Tuesday, 21 October 2014

Music Review: Godflesh - "A World Lit Only By Fire"

Reviewing comeback albums is an absolute minefield. Do you criticise a band against their previous work relentlessly, or allow for the time that has passed and what that has wrought on them as people? The art they create will change, skills may grow rusty and the zeitgeist evolves around them.

It’s a difficult one to answer, even though the obvious response is to snort and claim that a discography should always be judged as a single continuum, despite the relative lengths of time that may elapse between releases. I think that’s an oversimplified view and the easy way out. But luckily for me, it is an approach that can be comfortably adopted with Godflesh’s first album for 13 years.

Because this is Godflesh being no-one but Godflesh. The tools and methods are the same, the end result is unmistakeably Broadrick and Green doing what they do. And what they do is punishing.

Previous Godflesh albums have been violent, but the violence was always that of a scalpel. Admittedly it was a huge, diabolical scalpel, wielded with tremendous force as well as precision. But the violence of “A World Lit Only By Fire” is that of a mailed fist. Four fingers and a thumb, clenched together inside a rotting iron gauntlet, driven home hard into soft tissue, organs and bone. A martial full stop, with no apologies or mercy.

More than ever before, these songs are driven by Broadrick’s tortured riffs. They boom over the top of the other instrumentation, a detonation cracking overhead as you cower in the ruined monochrome slums. At times it actually threatens to swamp the mix - this being the greatest weakness of the album, in that the rhythm section is almost reduced to a drowned metronome in the background. It seems odd to say that of a Godflesh release, especially Green’s usual subterranean bass – here an echo in a nearby cave rather than the faultline-cracking explosions of previous releases.
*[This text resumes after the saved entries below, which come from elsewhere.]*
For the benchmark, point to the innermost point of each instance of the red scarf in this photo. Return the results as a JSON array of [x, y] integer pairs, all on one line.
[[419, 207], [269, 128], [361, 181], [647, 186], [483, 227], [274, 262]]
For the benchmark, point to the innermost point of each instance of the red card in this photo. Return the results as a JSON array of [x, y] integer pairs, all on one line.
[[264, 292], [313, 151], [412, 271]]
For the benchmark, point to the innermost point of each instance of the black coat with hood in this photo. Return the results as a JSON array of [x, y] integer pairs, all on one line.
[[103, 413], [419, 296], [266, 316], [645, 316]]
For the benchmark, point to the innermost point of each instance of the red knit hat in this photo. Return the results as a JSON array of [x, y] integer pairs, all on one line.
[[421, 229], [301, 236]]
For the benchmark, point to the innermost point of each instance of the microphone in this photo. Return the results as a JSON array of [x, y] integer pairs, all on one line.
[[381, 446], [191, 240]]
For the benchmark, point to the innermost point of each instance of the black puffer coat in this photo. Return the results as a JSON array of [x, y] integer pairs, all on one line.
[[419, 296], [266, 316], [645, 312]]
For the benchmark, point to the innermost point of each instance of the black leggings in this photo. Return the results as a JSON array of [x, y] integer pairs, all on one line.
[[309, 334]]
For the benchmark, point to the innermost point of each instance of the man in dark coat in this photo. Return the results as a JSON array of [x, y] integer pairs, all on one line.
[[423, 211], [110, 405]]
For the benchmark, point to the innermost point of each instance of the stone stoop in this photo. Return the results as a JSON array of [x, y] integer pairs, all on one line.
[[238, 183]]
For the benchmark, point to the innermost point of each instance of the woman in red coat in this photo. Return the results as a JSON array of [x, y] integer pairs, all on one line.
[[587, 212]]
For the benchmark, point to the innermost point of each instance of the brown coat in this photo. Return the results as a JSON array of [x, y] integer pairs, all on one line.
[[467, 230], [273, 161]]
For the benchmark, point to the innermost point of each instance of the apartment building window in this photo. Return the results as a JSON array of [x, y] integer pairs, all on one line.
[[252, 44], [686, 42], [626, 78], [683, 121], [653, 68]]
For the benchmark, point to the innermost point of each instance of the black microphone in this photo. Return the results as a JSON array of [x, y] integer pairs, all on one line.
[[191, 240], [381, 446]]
It isn’t jarring enough to impede the casual listener, but hardcore soundheads may find it a mild irritant – especially given Broadrick’s record for consistently putting out music that sounds as if the mix has been pored over with a fine steel toothcomb to produce exactly the required levels to conjure up hell and brimstone in the human forebrain. Don’t get me wrong. I’m sure that is exactly what has happened. I’m just not convinced that I appreciate it in comparison to how I think the album could have sounded with a more textured approach.

“How I think the album could have sounded”. The sheer arrogance of criticism at work.

Sound issues aside though, this is a rock solid entry into Godflesh’s monumental catalogue. The likes of the unbelievable organic avalanche of ‘Carrion’ and the closing industrial-thrash riffage of ‘Curse Us All’ are as convincing and brutal as any other metal that has seen the light of day since the last Godflesh release. The pure vastness of the rolling riff thunder at times swings firmly into stoner/doom groove territory, which is a land the duo have thoroughly explored before but never on this scale or with such consistency.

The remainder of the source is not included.